[ovs-dev] [PATCH] VxLAN-gpe implementation

Thu Jun 9 21:06:46 UTC 2016

On 09.06.2016 22:35, Alexander Duyck wrote:
> On Thu, Jun 9, 2016 at 12:23 PM, Hannes Frederic Sowa <hannes at redhat.com> wrote:
>> On 09.06.2016 18:14, Alexander Duyck wrote:
>>> On Thu, Jun 9, 2016 at 3:57 AM, Hannes Frederic Sowa <hannes at redhat.com> wrote:
>>>> On 09.06.2016 04:33, Alexander Duyck wrote:
>>>>> On Wed, Jun 8, 2016 at 3:20 PM, Hannes Frederic Sowa <hannes at redhat.com> wrote:
>>>>>> The remaining problem regarding offloads would be, that we by default
>>>>>> get into the situation that without the special offloading rule the
>>>>>> vxlan stream will only be processed on one single core, as we tell
>>>>>> network cards not to hash the udp ports into rxhash, which hurts a lot
>>>>>> in case of vxlan, where we bias the flow identification on the source
>>>>>> port without offloading available.
>>>>>
>>>>> Most NICs offer the option of hashing on UDP ports.  In the case of
>>>>> the Intel NICs I know you can turn on UDP port hashing by using
>>>>> ethtool and setting UDP hasing to be enabled via "ethtool -N <iface>
>>>>> udp4 sdfn".  You can do the same thing using "udp6" for IPv6 based
>>>>> tunnels.  That is usually enough to cover all the bases and the fact
>>>>> is not too many people are passing fragmented UDP traffic and as long
>>>>> as that is the case enabling UDP hashing isn't too big of a deal.
>>>>
>>>> True, I am wondering how safe it is given the reordering effects it has
>>>> on UDP and thus other non vxlan management protocols on the hypervisors.
>>>>
>>>> At that time, when UDP port hashing was disabled, the message was pretty
>>>> clear by upstream and I don't think for the default case anything should
>>>> change here.
>>>>
>>>> Are the port hashing features also global or tweakable per VF?
>>>
>>> That one depends on the device.  I think in the case of some of the
>>> newer NICs the VFs support separate RSS tables.  The ones that have
>>> shared RSS tables typically share how they compute the hashes.  So for
>>> example with igb and ixgbe you get a shared has computation where the
>>> PF will impact the VFs.  One easy fix for the reordering though is to
>>> simply disable RSS on the VFs which in many cases will likely occur
>>> anyway unless the guest has multiple VCPUs.
>>
>> Sounds like a bad limitation. I assume multiple VCPUs are used in VMs (I
>> even do that).
> 
> Right.  So do I.  However many VFs are still greatly limited in the
> number of queues they can support.

Ok, interesting, thanks!

> Also in terms of impact on the VFs having the UDP hashing enabled for
> RSS is only really an issue if you have a mix of fragmented and
> non-fragmented traffic for the same flow.
> 
>> Hypothetically for IPv4 vxlan in a datacenter, can't we randomize the
>> IPv4 address bits and isolate it properly just as the transport protocol
>> for vxlan (e.g. the lower 2 bytes)? But that is becoming ugly...
> 
> Mangling the address would probably be even worse.

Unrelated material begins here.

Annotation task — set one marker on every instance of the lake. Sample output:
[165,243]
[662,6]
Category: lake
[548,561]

If the data plane only uses 10.0.0.0/16 and this subnet gets strictly
blocked to leave the lower ethernet and is only used to transport vxlan
communication, I don't see reason why we couldn't use the 2 bytes as
flowlabel. ;)

Not that I like this approach at all... ;)

>> We break ICMP already with UDP source port randomization.
> 
> I hadn't thought about that before.  Is that also the reason why we
> don't have any PMTU discovery for UDP tunnels?

Yes, the original packet causing the packet-too-big-error is reflected
to the ip-source with the icmp header and as payload the headers of the
original packet. UDP code in Linux checks the payload of the ICMP packet
to find the ports and looks up the socket which send out the original
packet. If no socket is found, the icmp error p-t-b is dropped.

This prevents e.g. path mtu spoofing attacks, one example:

One attack forges path mtu errors towards DNS servers, which could start
to fragment along the way. The DNS header contains the nonce to validate
if the packet is the correct answer to the question. The rest of the
entropy stems from the random source port the DNS resolver should have
used. If you can force fragmentation along the way, you only need to
guess the 16 bit identification id instead of the 32 bit nonce + source
port to spoof a packet and get it appended to a DNS response, thus
enabling something like the Kaminsky attack.

Also note, that other operating systems, like Solaris, FreeBSD and I
think also Windows (at least some versions ago, I think I tested vista),
didn't do path mtu discovery for UDP at all!

>>> In the case of ixgbe it just occurred to me that there is also an
>>> option of applying flow director rules and it would be possible to
>>> just add a rule for each CPU so that you split the UDP source port
>>> space up based on something like the lower 4 bits assuming 16 queues
>>> for instance.
>>
>> The deployment of that based on the used hardware will also be terrible.
> 
> Right.  I never said it was going to be completely pretty.  Still it
> is no worse then the kind of stuff we already have going on since we
> are applying many of these offloads per device and not isolating the
> VFs from the PF.
> 
> I find all of this to be much more palatable then stuff like remote
> checksum offload and the like in order to try and make this work.
> With the current igb, ixgbe, or i40e driver and an outer checksum
> being present I can offload just about any of the UDP tunnel types
> supported by the kernel including FOU, GUE, and VXLAN-GPE and get full
> hardware offloads for segmentation and Rx checksum.

Can the hypervisor totally control all VFs, also if they are already
attached to VMs? So the drivers could basically always do the right
thing. It knows if some resource is shared or not.

I agree, I would like to have local code handle that automatically
before we introduce more bytes in protocol headers. Bloating up network
headers is not the right way.

Bye,
Hannes